Lord Wigley is right. Not only should the House of Lords not be discussing electoral systems, but politicians in the lower house shouldn’t waste their time with it either. Andrew Adonis, the Labour peer, said: “My strong advice to the Lib Dem benches is: ‘Do not go there.’” As he pointed out, any party that wants to change the voting system has to win an election under the existing system first. He went on to point out that, even then, a new system would probably need a referendum: we had one of those nine years ago and it didn’t go as the Lib Dems hoped.
Personally, I would say that the existing first-past-the-post system is easily the worst voting system in the world, apart from all the others. And if you can’t win a referendum to change it, it cannot be that undemocratic can it? To all those people who claim after the event that the 2011 referendum doesn’t count because the Alternative Vote (voting with numbers in order of preference) isn’t proportional representation, I would only say that the vote against change would have been even greater if the people had been offered the Single Transferable Vote in multi-member constituencies using the Droop quota.

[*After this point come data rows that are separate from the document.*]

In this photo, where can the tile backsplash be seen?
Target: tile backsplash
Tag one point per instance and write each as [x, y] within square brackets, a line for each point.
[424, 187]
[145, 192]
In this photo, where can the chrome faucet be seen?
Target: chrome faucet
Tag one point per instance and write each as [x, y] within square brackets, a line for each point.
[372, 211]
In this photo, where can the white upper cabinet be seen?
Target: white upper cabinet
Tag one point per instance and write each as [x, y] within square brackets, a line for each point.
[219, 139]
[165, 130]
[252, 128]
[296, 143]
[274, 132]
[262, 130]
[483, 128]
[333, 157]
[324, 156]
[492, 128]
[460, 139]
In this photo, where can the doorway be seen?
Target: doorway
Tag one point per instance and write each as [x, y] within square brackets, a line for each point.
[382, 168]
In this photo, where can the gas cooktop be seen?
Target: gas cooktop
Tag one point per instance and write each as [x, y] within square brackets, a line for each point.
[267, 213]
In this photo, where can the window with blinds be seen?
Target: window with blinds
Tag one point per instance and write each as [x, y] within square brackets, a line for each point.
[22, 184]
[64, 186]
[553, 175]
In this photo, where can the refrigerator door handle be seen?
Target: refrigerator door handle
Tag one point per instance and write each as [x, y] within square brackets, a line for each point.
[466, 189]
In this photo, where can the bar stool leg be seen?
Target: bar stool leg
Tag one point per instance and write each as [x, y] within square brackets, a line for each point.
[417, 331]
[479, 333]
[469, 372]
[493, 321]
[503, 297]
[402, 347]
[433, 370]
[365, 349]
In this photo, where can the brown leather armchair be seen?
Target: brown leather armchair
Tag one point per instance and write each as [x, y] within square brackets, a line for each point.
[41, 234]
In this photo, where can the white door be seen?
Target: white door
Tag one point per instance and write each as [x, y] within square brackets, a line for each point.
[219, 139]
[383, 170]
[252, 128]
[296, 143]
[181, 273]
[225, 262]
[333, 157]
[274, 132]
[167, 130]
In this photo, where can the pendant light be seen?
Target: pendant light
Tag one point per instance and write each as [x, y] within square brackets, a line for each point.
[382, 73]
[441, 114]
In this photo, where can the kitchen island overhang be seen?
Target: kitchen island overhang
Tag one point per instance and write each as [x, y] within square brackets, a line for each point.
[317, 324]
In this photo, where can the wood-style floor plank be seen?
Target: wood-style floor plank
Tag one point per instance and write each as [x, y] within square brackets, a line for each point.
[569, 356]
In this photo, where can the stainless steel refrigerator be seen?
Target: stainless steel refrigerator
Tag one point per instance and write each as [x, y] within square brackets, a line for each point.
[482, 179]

Besides, there are more pressing questions of constitutional reform. One is the boundary review, which ought to sail through both houses of parliament on a whipped vote. Labour complains, unconvincingly, that it is an attempt to redraw the boundaries in the Tories’ favour – which it is, because population change has made the existing constituencies biased against them (Labour seats tend to have smaller populations). Labour can hardly oppose the principle that constituencies ought to be as equal in size as possible, although opposition peers did complain that the new rules allow less variation in constituency size, which means the boundary commissions will have to cut through natural “communities” more often.
What was surprising was the number of peers on Monday who criticised the government for dropping David Cameron’s plan to cut the number of MPs in the Commons from 650 to 600 – a pledge in the 2010 manifesto to “cut the cost of politics”. These peers might as well rail against the clouds. Cameron couldn’t do it because he couldn’t persuade Conservative MPs to vote to put their own seats at risk of being abolished. Boris Johnson has realised that, even with a big majority, he couldn’t do it either.
The most important constitutional battle is yet to come, however. That will be Johnson’s attempt to restore to the prime minister the right to decide the date of general elections, within a five-year maximum. That was the position before the Fixed-term Parliaments Act passed by the coalition in 2011, and Smith hinted to MPs last week that the government intended to “return to more flexibility to deal with unexpected circumstances”.
It will be interesting to see whether the House of Commons, which voted to set the dates of the last two elections, will be willing to yield that power back to the prime minister. I suspect that might be an issue on which Johnson’s notional majority of 78 might be smaller than it seems.